3.2 Data from a Population
Let us first create a directory specific for this tutorial:
mkdir atlas-tutorial_B
cd atlas-tutorial_B
3.2.1 Simulating Population
We will start by simulating a population of 11 samples, adding some Postmortem Damage and Sequencing Errors. We will use the following, non-standard, site frequency spectrum:
echo '#SHAPE=<23>
0.96 0.005 0.01 0.0025 0.003 0.002 0.0016 0.0014 0.0013 0.001 0.001 0.0009 0.0008 0.00075 0.0007 0.00065 0.0006 0.0005 0.0006 0.0005 0.0005 0.0005 0.0004' > sfs.txt
atlas --task simulate --type SFS --sfs sfs.txt \
--sampleSize 11 --chrLength 123456 --depth 13 --ploidy 2 \
--recal "intercept[0.1];quality:polynomial[0.95,0.01]" \
--pmd "CT5:0.09*exp(-0.2*p)+0.01;GA3:0.11*exp(-0.2*p)+0.01"
3.2.2 Estimating the Errors
First, for each bam-file, we need to estimate the PMD and Sequencing errors. This time, we will estimate the default empiric error model (this may take a few minutes):
for bam in *.bam; do
atlas estimateErrors --minDeltaLL 0.1 --fasta ATLAS_simulations.fasta --bam $bam
done
This creates 11 json-files, called ATLAS_simulations_ind{1..11}_RGInfo.json
3.2.3 Genotype Likelihood Files
The bam-file format is a per-read file format, however, for most downstream analysis, and especially when comparing different samples, we want to do this per site (position on chromosome). For this, the Genotype Likelihood File Format is convenient, which stores for each site the likelihoods of the ten genotypes: AA, AC, AG, AT, CC, CG, CT, GG, GT, TT.
Now, we can create the GLF files using the task GLF:
for bam in *.bam; do
name=${bam%.bam}
atlas GLF --bam $bam --RGInfo ${name}_RGInfo.json
done
The GLF-files are called *.glf.gz
, and the index-files *.glf.idx
. You can open the index-files with a text editor and verify that they all have the same number of chromosomes and the same length.

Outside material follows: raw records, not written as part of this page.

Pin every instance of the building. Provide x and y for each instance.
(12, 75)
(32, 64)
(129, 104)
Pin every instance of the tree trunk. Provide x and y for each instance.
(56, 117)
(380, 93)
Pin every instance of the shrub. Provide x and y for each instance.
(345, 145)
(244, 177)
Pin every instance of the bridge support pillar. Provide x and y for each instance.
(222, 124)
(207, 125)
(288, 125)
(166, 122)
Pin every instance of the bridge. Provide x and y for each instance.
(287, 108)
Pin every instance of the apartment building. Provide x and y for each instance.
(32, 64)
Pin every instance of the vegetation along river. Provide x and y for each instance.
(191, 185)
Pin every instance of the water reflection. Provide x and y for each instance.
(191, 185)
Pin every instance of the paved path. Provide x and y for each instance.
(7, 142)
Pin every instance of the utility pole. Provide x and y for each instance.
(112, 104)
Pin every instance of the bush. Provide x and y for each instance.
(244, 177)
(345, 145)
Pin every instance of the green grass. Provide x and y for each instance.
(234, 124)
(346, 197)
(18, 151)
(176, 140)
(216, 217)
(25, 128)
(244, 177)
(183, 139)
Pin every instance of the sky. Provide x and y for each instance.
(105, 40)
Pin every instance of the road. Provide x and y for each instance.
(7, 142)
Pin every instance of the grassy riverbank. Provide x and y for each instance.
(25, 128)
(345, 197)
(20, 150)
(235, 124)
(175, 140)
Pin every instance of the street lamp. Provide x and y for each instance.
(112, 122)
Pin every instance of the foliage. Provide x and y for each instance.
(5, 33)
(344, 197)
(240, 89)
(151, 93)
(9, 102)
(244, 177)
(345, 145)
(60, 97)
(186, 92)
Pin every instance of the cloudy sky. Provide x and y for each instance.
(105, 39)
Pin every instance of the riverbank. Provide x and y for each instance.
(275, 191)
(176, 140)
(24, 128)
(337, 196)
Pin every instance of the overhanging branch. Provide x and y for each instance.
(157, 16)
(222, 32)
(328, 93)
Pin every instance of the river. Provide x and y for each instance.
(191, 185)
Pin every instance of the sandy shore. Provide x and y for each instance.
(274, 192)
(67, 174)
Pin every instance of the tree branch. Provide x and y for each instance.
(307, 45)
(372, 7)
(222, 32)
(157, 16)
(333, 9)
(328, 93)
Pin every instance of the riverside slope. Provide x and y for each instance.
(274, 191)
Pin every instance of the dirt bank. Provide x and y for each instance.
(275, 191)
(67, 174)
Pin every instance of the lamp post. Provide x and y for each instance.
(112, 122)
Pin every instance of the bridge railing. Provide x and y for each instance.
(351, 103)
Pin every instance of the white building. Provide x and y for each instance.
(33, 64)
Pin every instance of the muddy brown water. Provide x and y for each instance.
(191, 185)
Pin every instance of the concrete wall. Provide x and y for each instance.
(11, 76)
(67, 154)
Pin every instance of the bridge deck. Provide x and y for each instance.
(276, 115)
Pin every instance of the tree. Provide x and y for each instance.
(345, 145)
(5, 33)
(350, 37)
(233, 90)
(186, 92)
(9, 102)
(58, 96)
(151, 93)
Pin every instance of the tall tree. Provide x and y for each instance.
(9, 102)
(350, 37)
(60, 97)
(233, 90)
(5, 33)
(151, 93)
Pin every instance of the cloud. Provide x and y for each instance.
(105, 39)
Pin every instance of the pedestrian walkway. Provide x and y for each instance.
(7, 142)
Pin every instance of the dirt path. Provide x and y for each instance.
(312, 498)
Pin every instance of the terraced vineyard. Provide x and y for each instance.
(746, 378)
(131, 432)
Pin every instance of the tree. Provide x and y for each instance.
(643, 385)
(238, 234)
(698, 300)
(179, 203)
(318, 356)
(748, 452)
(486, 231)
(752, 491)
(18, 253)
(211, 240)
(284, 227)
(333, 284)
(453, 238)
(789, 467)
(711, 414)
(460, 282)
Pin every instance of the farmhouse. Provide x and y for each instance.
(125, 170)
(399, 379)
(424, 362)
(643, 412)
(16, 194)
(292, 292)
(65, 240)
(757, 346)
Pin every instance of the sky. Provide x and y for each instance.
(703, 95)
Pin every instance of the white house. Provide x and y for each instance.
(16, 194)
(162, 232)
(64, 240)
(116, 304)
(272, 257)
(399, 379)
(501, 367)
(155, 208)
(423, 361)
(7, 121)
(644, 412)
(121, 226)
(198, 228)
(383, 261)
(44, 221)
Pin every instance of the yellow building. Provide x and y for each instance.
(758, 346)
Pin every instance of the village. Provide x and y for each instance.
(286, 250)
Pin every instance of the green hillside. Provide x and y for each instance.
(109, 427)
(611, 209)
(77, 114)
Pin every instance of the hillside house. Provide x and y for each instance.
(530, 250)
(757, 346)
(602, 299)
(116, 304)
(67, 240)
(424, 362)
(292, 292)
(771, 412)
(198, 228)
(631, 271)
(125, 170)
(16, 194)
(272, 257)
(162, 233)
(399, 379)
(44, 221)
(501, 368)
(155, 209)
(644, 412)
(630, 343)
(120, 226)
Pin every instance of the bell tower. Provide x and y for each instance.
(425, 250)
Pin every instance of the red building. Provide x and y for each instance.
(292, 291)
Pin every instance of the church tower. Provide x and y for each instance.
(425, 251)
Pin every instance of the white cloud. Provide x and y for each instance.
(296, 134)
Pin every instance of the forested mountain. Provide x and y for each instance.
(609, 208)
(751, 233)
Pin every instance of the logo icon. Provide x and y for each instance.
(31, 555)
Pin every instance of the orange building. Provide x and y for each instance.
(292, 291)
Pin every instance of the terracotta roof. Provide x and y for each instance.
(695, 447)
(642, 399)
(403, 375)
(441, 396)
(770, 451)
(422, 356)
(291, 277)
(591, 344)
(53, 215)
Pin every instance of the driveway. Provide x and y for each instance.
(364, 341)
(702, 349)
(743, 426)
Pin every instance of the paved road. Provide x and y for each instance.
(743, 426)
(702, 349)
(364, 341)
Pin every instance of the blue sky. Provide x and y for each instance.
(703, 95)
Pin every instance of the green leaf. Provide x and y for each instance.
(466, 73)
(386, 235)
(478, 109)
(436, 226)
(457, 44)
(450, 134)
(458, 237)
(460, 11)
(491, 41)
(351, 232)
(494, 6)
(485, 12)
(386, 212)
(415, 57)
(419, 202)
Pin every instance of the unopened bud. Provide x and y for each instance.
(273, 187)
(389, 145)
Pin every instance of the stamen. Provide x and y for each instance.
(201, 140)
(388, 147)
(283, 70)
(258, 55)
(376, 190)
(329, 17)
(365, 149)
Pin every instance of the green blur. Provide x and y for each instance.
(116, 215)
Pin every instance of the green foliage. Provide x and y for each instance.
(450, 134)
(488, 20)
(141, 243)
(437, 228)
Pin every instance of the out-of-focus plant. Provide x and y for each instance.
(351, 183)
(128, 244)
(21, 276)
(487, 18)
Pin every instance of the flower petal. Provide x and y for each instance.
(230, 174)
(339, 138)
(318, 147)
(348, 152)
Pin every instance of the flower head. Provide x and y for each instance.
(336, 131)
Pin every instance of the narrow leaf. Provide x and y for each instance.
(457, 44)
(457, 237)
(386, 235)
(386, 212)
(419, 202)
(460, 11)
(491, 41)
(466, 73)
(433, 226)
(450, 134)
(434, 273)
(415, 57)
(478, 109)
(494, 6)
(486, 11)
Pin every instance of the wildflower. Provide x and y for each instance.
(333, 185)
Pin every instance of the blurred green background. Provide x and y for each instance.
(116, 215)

You can print a GLF-file using the following command:
atlas printGLF --glf ATLAS_simulations_ind5.glf.gz | less
The values of the likelihoods are 16-bit Phreds = -1000*log10(P))
, so a value of 301 would mean a log10Probability of -0.301 or a Probability of 0.5.
We will define a variable that holds all the glf-files:
samples=$(ls -1 *.glf.gz | paste -s -d ',' -)
3.2.4 Major and Minor Alleles
Now that we have the GLF-files, we can do various population tasks on them. Let’s start by Estimating major and minor alleles with the task majorMinor
atlas majorMinor --glf $samples
This creates the Variant Call Format file called ATLAS_majorMinor.vcf.gz
3.2.5 Site Allele Frequencies
We simulated the population with a given SFS, so let’s see if we can estimate it. First, we need to estimate the site allele frequencies using the task saf
:
atlas saf --glf $samples --fasta ATLAS_simulations.fasta
This creates saf-files. If you wish to view it, you can use the command realSFS print
of the angsd tool chain.
3.2.6 Site Frequency Spectrum
To infer the site frequency spectrum of our population, we will use the tool winsfs. Please follow the following instructions to install it:
https://github.com/malthesr/winsfs?tab=readme-ov-file#installation
Please set winsfs
as a global alias with:
alias winsfs="/path/to/your/winsfs/build/winsfs"
We can calculate and view the normalized site frequency spectrum using the same command:
winsfs saf.saf.idx | winsfs view --normalise
Is it similar to the one we simulated? What would the SFS look like without correcting the PMD and sequencing errors?